La journée d'études des doctorants du Centre d'Histoire Judiciaire de Lille, qui se tiendra le 24 Mars 2023, a pour objectif de mener une réflexion juridique et historique sur les contours de la notion d'aléa, autour d'intervention d'une durée de 15 min aussi bien en français qu'en anglais. Les propositions de communication, qui s'adressent essentiellement aux doctorants et jeunes chercheurs, seront envoyées avant le samedi 28 janvier 2023 minuit à l'adresse courriel suivante : doctorantchj@gmail.com. Le texte sera écrit en police Times New Roman de taille 12 avec une interligne de 1,5 et ne doit pas dépasser 4.000 caractères (espace compris). Le format PDF est à privilégier. Les communications doivent être en français ou en anglais.

 

 

[1] E. Heward, Lord Mansfield : A Biography of William Murray 1st Earl of Mansfield 1705–1793 Lord Chief Justice for 32 years, London, Barry Rose, 1979 p102

[2] G. Cornu, Vocabulaire juridique, Association Henri Capitant, Paris, Presses Universitaires de France, 7e édition, 2005, p. 46

[3] Voir not. Y.-M. Laithier, « Aléa et théorie générale du contrat », L'aléa, Journées nationales, Association H. Capitant, t. XIV, Le Mans, Dalloz, 2011, p. 118, p.978

[4] M. Wilson, Dictator: the evolution of the Roman dictatorship. Ann Arbor: University of Michigan Press, 2021, p.33

[5]J-M.  MATTEI, Histoire du droit de la guerre ( 1700-1819 ). Introduction à l'histoire du droit  international, Marseille, Presses universitaires d'Aix-Marseille, 2015, p.947

[6] S. Mallarmé, « Un coup de dés », Cosmopolis, 1897, t. VI, p. 419-424.

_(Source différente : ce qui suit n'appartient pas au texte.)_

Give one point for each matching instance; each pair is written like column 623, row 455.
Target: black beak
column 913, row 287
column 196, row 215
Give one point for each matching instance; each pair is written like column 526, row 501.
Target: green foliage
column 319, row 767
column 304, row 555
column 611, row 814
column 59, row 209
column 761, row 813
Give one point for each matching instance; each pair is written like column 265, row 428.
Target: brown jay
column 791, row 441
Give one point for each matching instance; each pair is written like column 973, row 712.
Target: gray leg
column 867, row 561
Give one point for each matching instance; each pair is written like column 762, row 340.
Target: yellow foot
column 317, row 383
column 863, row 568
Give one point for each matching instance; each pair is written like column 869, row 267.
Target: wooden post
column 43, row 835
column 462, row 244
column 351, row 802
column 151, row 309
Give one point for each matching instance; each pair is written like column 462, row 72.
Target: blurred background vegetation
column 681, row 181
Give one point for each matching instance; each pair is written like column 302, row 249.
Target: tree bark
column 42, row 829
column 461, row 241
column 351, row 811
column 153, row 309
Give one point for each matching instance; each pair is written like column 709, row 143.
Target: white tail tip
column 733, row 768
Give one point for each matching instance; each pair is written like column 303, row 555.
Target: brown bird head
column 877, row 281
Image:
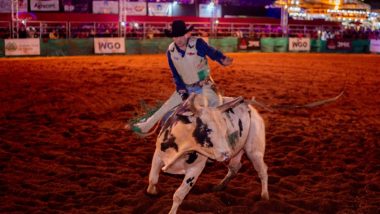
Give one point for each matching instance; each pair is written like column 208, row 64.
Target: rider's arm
column 180, row 85
column 204, row 49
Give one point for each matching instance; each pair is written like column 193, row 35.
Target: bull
column 197, row 132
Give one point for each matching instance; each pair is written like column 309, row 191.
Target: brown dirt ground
column 63, row 148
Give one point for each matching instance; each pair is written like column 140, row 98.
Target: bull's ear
column 230, row 104
column 185, row 117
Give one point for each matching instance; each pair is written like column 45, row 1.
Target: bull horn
column 231, row 104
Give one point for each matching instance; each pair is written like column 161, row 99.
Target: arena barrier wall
column 274, row 44
column 75, row 47
column 227, row 44
column 2, row 49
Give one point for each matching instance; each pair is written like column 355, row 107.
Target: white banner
column 6, row 6
column 374, row 46
column 21, row 47
column 160, row 9
column 105, row 7
column 205, row 10
column 135, row 8
column 44, row 5
column 109, row 45
column 299, row 44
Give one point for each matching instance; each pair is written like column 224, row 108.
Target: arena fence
column 96, row 46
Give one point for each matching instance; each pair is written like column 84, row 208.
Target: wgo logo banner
column 299, row 44
column 109, row 45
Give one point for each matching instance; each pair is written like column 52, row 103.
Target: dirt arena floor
column 63, row 148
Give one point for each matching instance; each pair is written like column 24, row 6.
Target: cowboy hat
column 178, row 29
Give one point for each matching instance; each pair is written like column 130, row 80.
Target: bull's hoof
column 265, row 196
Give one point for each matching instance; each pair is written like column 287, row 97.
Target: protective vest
column 192, row 68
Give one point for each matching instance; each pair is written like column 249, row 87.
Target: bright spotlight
column 211, row 6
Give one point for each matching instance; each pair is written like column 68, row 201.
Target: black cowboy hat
column 178, row 29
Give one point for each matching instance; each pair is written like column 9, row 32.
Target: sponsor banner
column 81, row 6
column 341, row 44
column 135, row 8
column 105, row 7
column 299, row 44
column 22, row 47
column 44, row 5
column 248, row 44
column 6, row 6
column 205, row 10
column 109, row 45
column 374, row 46
column 160, row 9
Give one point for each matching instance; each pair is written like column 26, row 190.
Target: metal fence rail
column 143, row 30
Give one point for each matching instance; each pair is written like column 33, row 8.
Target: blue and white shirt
column 191, row 66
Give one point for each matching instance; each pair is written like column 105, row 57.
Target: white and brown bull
column 195, row 133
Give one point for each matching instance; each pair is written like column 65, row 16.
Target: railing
column 140, row 30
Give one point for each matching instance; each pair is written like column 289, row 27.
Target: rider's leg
column 214, row 98
column 145, row 126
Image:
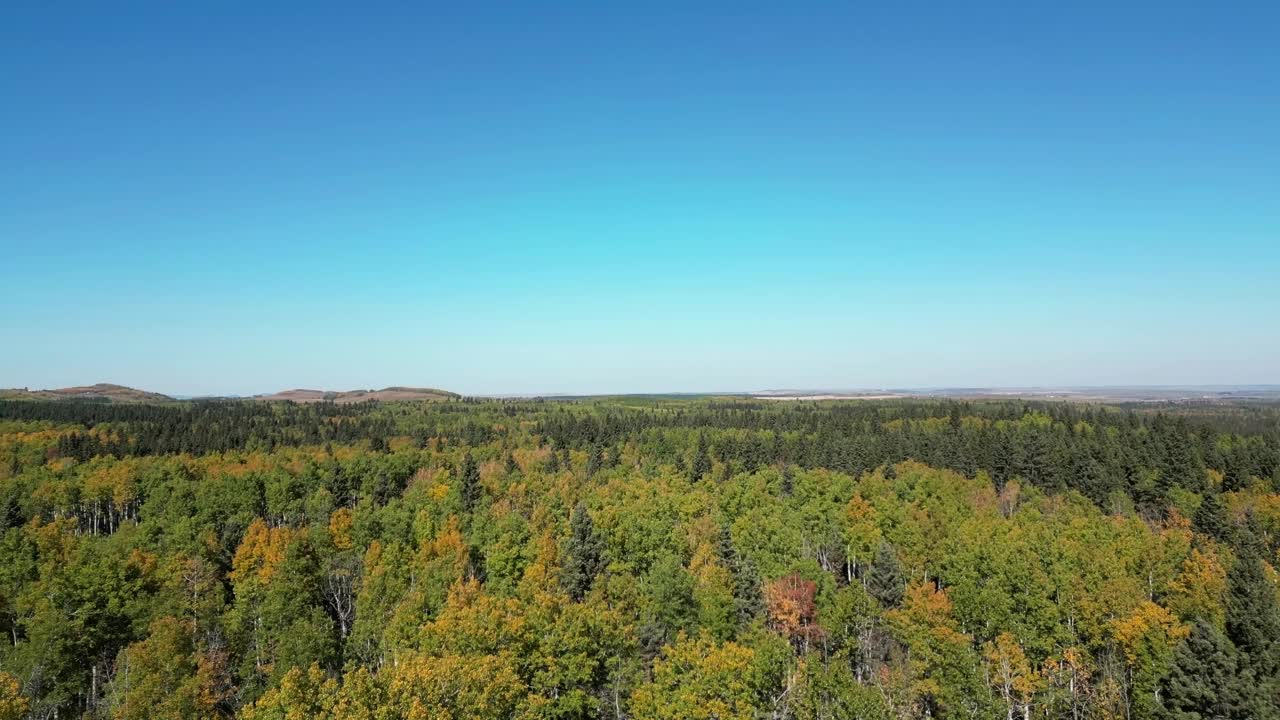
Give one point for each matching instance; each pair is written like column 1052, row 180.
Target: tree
column 1011, row 674
column 470, row 487
column 1211, row 518
column 595, row 460
column 702, row 463
column 1206, row 678
column 885, row 579
column 696, row 679
column 13, row 706
column 748, row 598
column 1253, row 627
column 584, row 554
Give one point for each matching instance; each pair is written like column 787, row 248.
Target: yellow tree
column 13, row 705
column 696, row 679
column 1011, row 674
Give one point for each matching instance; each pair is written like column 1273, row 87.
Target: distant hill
column 96, row 392
column 387, row 393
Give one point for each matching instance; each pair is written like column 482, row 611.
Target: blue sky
column 588, row 197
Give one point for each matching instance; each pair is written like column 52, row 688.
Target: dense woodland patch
column 639, row 557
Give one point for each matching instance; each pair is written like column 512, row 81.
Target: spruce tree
column 885, row 578
column 1253, row 613
column 748, row 597
column 1206, row 679
column 584, row 554
column 470, row 488
column 1210, row 518
column 702, row 463
column 594, row 461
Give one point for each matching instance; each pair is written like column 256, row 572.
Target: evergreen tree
column 594, row 461
column 1206, row 679
column 885, row 578
column 1210, row 518
column 1253, row 613
column 584, row 554
column 748, row 597
column 470, row 488
column 702, row 463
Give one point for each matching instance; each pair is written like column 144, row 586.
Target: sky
column 534, row 197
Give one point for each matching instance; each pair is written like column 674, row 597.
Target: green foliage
column 639, row 557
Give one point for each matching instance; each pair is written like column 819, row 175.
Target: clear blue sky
column 583, row 197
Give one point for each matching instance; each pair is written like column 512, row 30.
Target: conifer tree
column 885, row 578
column 1206, row 679
column 470, row 488
column 748, row 597
column 584, row 554
column 702, row 463
column 1210, row 518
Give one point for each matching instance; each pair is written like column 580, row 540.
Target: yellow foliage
column 13, row 705
column 260, row 554
column 339, row 528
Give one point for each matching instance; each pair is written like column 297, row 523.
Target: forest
column 639, row 557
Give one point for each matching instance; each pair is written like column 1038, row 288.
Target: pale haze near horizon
column 589, row 200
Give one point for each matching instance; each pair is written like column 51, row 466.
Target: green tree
column 470, row 483
column 885, row 579
column 584, row 554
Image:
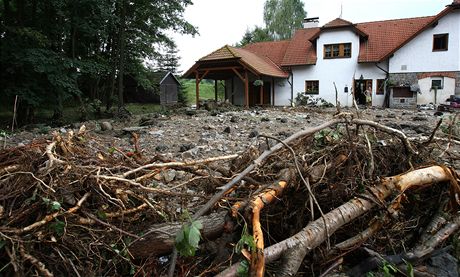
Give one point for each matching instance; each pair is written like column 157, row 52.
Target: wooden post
column 246, row 89
column 197, row 90
column 215, row 89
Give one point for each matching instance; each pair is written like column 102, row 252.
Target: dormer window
column 341, row 50
column 440, row 42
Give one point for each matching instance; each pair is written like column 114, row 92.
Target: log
column 313, row 234
column 159, row 239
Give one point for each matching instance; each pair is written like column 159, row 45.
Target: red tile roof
column 274, row 50
column 301, row 51
column 384, row 37
column 379, row 40
column 336, row 23
column 259, row 64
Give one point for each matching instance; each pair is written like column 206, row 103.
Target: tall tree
column 258, row 34
column 57, row 50
column 283, row 17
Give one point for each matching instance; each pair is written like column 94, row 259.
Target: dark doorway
column 255, row 97
column 361, row 85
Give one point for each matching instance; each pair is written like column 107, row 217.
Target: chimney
column 311, row 22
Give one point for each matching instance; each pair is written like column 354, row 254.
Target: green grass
column 206, row 91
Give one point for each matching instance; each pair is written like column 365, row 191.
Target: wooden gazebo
column 228, row 62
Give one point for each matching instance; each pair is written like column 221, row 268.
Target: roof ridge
column 395, row 19
column 229, row 48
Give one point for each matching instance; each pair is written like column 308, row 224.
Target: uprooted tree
column 304, row 205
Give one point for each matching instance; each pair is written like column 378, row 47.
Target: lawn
column 206, row 90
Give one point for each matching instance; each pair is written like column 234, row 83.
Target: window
column 437, row 82
column 311, row 87
column 342, row 50
column 380, row 86
column 440, row 42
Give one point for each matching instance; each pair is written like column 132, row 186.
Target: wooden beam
column 204, row 75
column 239, row 75
column 221, row 68
column 197, row 89
column 246, row 89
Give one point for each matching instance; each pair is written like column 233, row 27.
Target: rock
column 253, row 134
column 106, row 126
column 190, row 154
column 190, row 112
column 169, row 175
column 186, row 147
column 134, row 129
column 391, row 115
column 161, row 148
column 443, row 264
column 158, row 133
column 284, row 134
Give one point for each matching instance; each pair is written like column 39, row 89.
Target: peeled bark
column 314, row 233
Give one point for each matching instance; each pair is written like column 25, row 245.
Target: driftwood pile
column 347, row 197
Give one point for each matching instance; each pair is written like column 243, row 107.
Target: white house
column 402, row 62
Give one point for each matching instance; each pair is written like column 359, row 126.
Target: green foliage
column 246, row 241
column 57, row 227
column 243, row 269
column 52, row 205
column 65, row 50
column 283, row 17
column 304, row 99
column 257, row 34
column 188, row 238
column 327, row 136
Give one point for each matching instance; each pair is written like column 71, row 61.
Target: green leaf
column 101, row 215
column 188, row 239
column 55, row 206
column 243, row 269
column 58, row 227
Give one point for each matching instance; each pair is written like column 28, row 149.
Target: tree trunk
column 122, row 55
column 160, row 240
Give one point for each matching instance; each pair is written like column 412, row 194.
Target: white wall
column 341, row 71
column 427, row 95
column 418, row 55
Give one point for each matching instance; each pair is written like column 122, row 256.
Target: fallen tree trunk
column 313, row 234
column 159, row 240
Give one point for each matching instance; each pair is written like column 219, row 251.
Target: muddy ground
column 197, row 134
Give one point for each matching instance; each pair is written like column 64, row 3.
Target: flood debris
column 348, row 196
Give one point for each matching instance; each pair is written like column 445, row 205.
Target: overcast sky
column 222, row 22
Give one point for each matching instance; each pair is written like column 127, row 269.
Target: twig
column 39, row 265
column 14, row 113
column 111, row 226
column 174, row 164
column 33, row 176
column 50, row 217
column 160, row 191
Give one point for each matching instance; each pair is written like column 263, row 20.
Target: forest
column 80, row 51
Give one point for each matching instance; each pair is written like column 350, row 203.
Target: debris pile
column 349, row 196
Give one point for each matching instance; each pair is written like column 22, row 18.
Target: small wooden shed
column 168, row 87
column 164, row 92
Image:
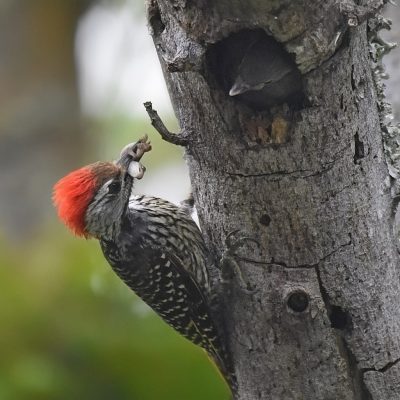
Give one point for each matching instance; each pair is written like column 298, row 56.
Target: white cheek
column 136, row 170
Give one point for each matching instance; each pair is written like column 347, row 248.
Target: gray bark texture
column 311, row 184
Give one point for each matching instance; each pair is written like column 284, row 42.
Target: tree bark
column 311, row 184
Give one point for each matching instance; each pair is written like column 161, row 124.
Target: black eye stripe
column 114, row 187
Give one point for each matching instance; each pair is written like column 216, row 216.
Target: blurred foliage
column 70, row 329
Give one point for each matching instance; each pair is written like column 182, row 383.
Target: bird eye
column 114, row 187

[7] Voir, notamment, les journées nationales de l'Association Henri Capitant qui se sont tenues au Mans le 3 avril 2009 : L'aléa, Journées nationales, Association H. Capitant, cit. ; la thèse de A. Bénabent, La chance et le droit, Paris, LGDJ, 1973 ; A. Sériaux, Contrats civils, Paris, PUF, 2001 ; le travail en droit international public de N. Gabayet, L'Aléa dans les contrats publics en droit anglais et en droit français, Issy-les-Moulineaux, LGDJ - Lextenso éditions, 2015; les travaux portant sur l'aléa en droit des contrats comme ceux de J. M. Mousseron, « La gestion des risques par le contrat », RTD civ. 1988. 481, spéc. n°2, p. ******* ;  et, enfin, la thèse de A. Morin, Contribution à l'étude des contrats aléatoires, Paris, Les Presses Universitaires de la Faculté de Droit de Clermont-Ferrand et la Librairie Générale de Droit et de Jurisprudence, 1998.